Aiya headdress, Yandapu-Enga, Laiagam, Enga Province, Papua New Guinea
Feathers and braided fibers
H. 15.2 cm - L. 48.3 cm
Provenance :
Jolika, Marcia & John Friede Collection, Rye, USA
Bibliography :
Friede, John, Terence E. Hays, and Christina Hellmich, (Ed. by) 2017. New Guinea Highlands. Art from the Jolika Collection, Munich, London, New York, Fine Arts museums of San-Francisco de Young, Delmonico Books - Prestel, p. 479.
The headdress, at all times and on all continents, was not just a simple accessory but, for each civilization, a veritable ornament, transcending the status of the wearer during the ceremony for which it was worn.

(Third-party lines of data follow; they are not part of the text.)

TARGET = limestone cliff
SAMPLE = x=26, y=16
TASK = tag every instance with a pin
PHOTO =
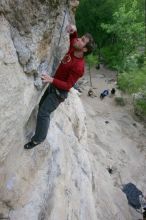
x=65, y=177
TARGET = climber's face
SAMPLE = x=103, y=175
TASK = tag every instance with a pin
x=80, y=43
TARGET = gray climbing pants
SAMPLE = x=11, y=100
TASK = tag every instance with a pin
x=48, y=103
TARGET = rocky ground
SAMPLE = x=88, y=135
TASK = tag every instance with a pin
x=116, y=138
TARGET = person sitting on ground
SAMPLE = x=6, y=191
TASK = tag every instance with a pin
x=69, y=71
x=113, y=91
x=104, y=93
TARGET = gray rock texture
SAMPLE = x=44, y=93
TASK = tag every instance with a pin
x=64, y=178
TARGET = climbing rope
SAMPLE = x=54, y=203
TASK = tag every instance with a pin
x=44, y=65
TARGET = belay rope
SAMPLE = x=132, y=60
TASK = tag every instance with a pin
x=44, y=65
x=55, y=60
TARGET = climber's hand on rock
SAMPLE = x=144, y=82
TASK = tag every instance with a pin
x=46, y=78
x=71, y=28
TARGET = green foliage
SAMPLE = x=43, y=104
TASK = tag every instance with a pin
x=128, y=32
x=132, y=82
x=91, y=60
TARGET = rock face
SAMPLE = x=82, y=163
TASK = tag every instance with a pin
x=61, y=178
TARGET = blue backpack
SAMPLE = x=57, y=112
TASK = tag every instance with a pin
x=132, y=193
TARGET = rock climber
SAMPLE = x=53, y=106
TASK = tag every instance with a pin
x=69, y=71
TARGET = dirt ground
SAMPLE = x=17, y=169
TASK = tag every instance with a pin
x=114, y=130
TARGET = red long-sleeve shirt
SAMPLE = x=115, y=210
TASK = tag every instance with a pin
x=70, y=69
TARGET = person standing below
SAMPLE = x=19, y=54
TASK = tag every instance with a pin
x=69, y=71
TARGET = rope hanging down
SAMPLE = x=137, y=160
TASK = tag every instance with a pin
x=44, y=66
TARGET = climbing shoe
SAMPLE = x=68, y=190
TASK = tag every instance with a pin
x=30, y=145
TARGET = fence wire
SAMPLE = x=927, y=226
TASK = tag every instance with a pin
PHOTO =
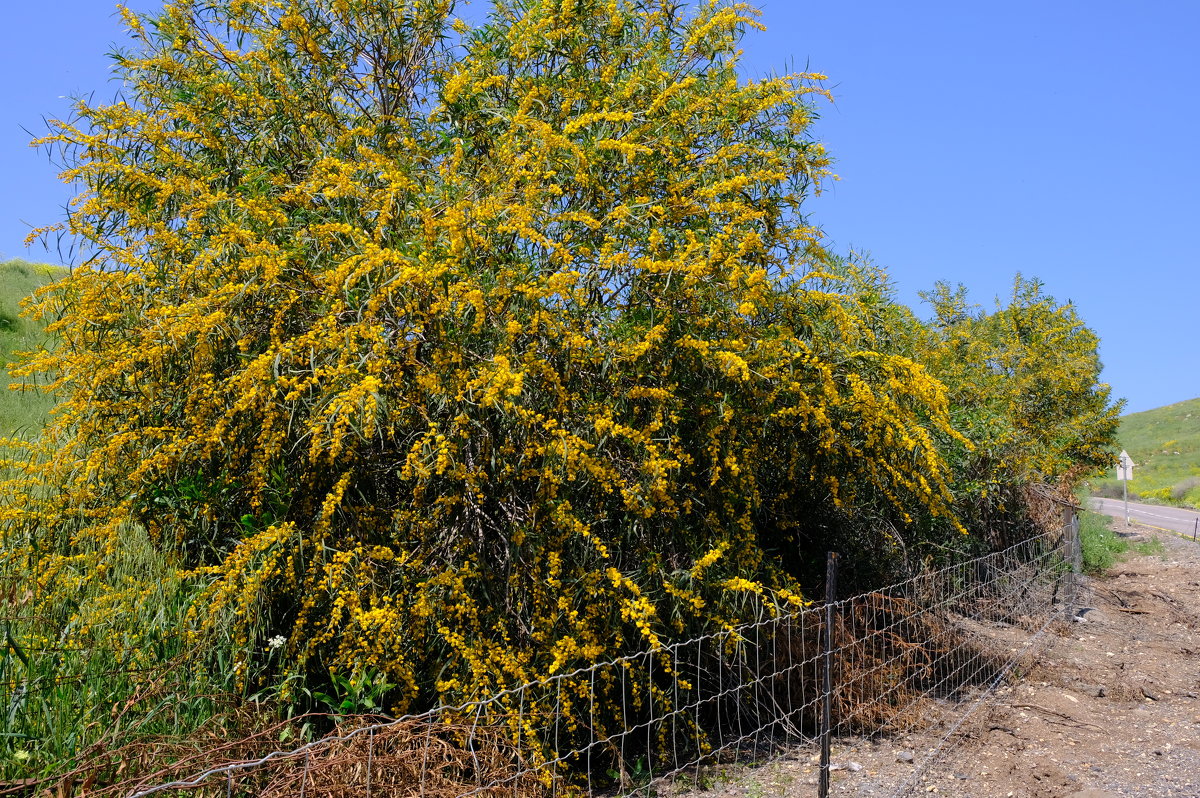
x=916, y=655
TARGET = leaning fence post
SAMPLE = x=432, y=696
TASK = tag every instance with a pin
x=1074, y=556
x=827, y=673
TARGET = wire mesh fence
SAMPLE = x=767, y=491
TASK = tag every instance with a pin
x=917, y=654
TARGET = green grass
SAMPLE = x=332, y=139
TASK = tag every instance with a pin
x=1164, y=444
x=22, y=412
x=1103, y=546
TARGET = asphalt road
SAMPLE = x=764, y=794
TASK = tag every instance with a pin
x=1181, y=522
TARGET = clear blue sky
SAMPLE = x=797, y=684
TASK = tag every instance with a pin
x=973, y=141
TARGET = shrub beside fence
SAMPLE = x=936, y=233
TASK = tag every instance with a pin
x=916, y=654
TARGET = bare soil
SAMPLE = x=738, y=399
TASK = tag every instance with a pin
x=1110, y=707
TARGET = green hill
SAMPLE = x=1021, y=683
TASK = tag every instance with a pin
x=21, y=411
x=1164, y=444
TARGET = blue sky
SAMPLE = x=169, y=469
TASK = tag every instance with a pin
x=973, y=141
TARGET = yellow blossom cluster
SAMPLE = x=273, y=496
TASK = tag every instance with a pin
x=460, y=364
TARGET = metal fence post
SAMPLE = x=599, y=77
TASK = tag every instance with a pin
x=827, y=673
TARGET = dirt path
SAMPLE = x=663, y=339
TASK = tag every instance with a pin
x=1111, y=707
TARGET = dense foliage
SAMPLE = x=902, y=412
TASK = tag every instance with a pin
x=442, y=358
x=1024, y=383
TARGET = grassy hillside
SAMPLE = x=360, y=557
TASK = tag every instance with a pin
x=21, y=412
x=1164, y=444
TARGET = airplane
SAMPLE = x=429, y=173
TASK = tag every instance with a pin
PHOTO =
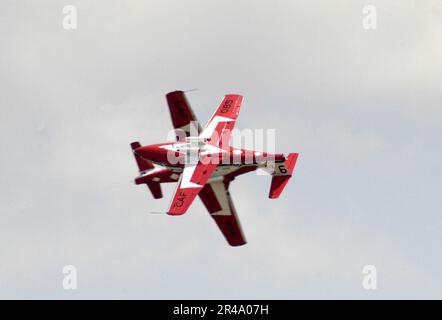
x=204, y=164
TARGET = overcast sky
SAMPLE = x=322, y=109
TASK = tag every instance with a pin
x=362, y=107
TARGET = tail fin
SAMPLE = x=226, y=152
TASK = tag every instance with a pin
x=283, y=173
x=155, y=188
x=143, y=165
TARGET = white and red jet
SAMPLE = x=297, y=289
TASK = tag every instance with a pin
x=204, y=164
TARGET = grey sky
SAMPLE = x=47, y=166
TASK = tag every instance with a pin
x=363, y=109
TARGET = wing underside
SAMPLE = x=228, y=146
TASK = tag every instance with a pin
x=218, y=202
x=182, y=114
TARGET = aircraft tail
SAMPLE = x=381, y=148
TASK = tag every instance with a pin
x=144, y=165
x=282, y=174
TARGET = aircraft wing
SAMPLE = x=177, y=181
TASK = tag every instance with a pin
x=220, y=125
x=192, y=181
x=217, y=200
x=181, y=113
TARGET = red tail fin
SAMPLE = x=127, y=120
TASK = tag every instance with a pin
x=283, y=173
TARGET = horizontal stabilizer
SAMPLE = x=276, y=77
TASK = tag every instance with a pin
x=143, y=165
x=282, y=175
x=155, y=188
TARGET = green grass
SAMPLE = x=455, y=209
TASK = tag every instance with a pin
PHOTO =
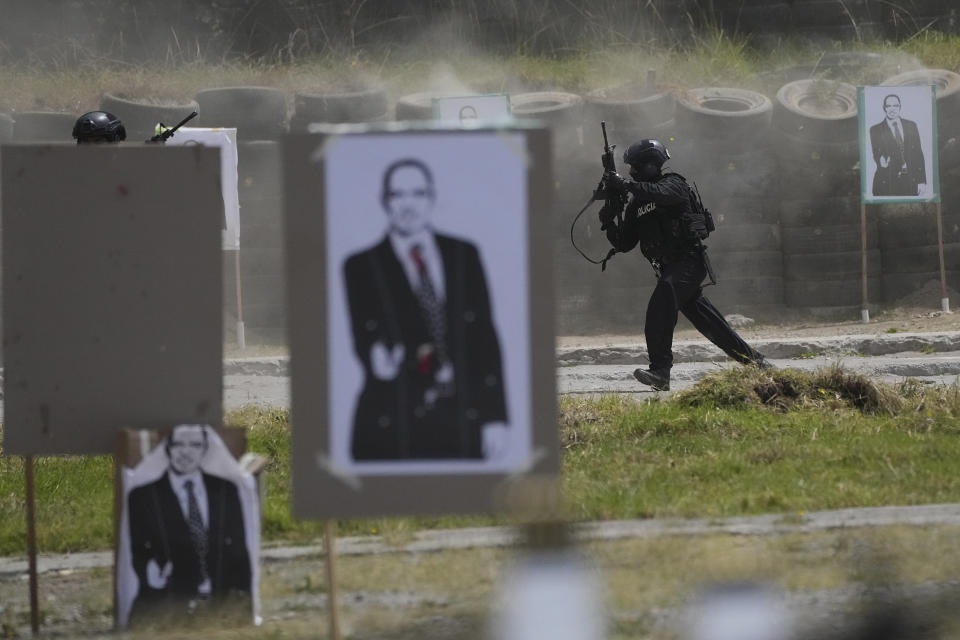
x=712, y=57
x=740, y=442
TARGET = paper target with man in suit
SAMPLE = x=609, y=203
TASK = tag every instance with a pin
x=428, y=318
x=898, y=150
x=189, y=534
x=422, y=350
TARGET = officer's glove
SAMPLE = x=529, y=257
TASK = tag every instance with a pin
x=614, y=182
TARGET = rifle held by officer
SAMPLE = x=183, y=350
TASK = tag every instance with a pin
x=165, y=133
x=614, y=199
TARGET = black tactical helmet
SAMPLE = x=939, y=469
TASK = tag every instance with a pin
x=99, y=126
x=645, y=151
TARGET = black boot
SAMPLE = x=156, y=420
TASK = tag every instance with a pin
x=659, y=379
x=762, y=363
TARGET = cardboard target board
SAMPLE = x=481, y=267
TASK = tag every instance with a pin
x=421, y=328
x=111, y=293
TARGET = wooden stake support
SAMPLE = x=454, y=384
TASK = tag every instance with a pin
x=241, y=329
x=864, y=307
x=944, y=298
x=333, y=592
x=32, y=545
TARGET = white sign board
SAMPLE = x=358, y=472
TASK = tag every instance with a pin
x=470, y=110
x=424, y=369
x=226, y=140
x=898, y=151
x=170, y=557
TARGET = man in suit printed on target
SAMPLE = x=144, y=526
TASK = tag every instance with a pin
x=187, y=537
x=897, y=153
x=424, y=335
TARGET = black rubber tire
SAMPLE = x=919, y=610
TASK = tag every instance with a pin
x=826, y=239
x=628, y=107
x=43, y=126
x=921, y=259
x=6, y=128
x=258, y=113
x=258, y=169
x=368, y=105
x=140, y=115
x=731, y=238
x=419, y=106
x=897, y=286
x=817, y=110
x=829, y=292
x=722, y=113
x=832, y=265
x=808, y=213
x=947, y=83
x=743, y=264
x=948, y=106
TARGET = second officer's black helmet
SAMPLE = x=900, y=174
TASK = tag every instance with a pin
x=646, y=151
x=98, y=126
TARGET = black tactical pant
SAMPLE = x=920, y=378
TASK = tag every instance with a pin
x=679, y=290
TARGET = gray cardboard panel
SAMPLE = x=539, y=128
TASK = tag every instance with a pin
x=112, y=293
x=328, y=481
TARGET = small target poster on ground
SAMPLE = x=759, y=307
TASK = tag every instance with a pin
x=421, y=318
x=898, y=150
x=469, y=111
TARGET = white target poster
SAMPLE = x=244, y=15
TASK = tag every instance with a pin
x=421, y=339
x=898, y=151
x=226, y=140
x=470, y=110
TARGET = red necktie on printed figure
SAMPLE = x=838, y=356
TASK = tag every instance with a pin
x=431, y=306
x=198, y=533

The ingenuity and creative originality deployed to fashion adornments from a variety of materials, designed to sublimate and transcend the wearer's status, is matched by their great diversity.
In Papua, in the province of Eastern Highlands, at Enga, many ornaments are made up of a base of braided plant fibers on which various feathers are fixed in a fan shape; this type of ceremonial headdress is found in the form of a feather crown among the Telefolmin of the West Sepik province (Friede and al., 2017: 84-85, 247 and 504).
This aiya headdress, made of a bamboo structure covered with cassowary feathers, forms a remarkably light spiral movement to adapt to the dancer's movement and follow his rhythmic cadence. It stands out for both its composition and its rarity.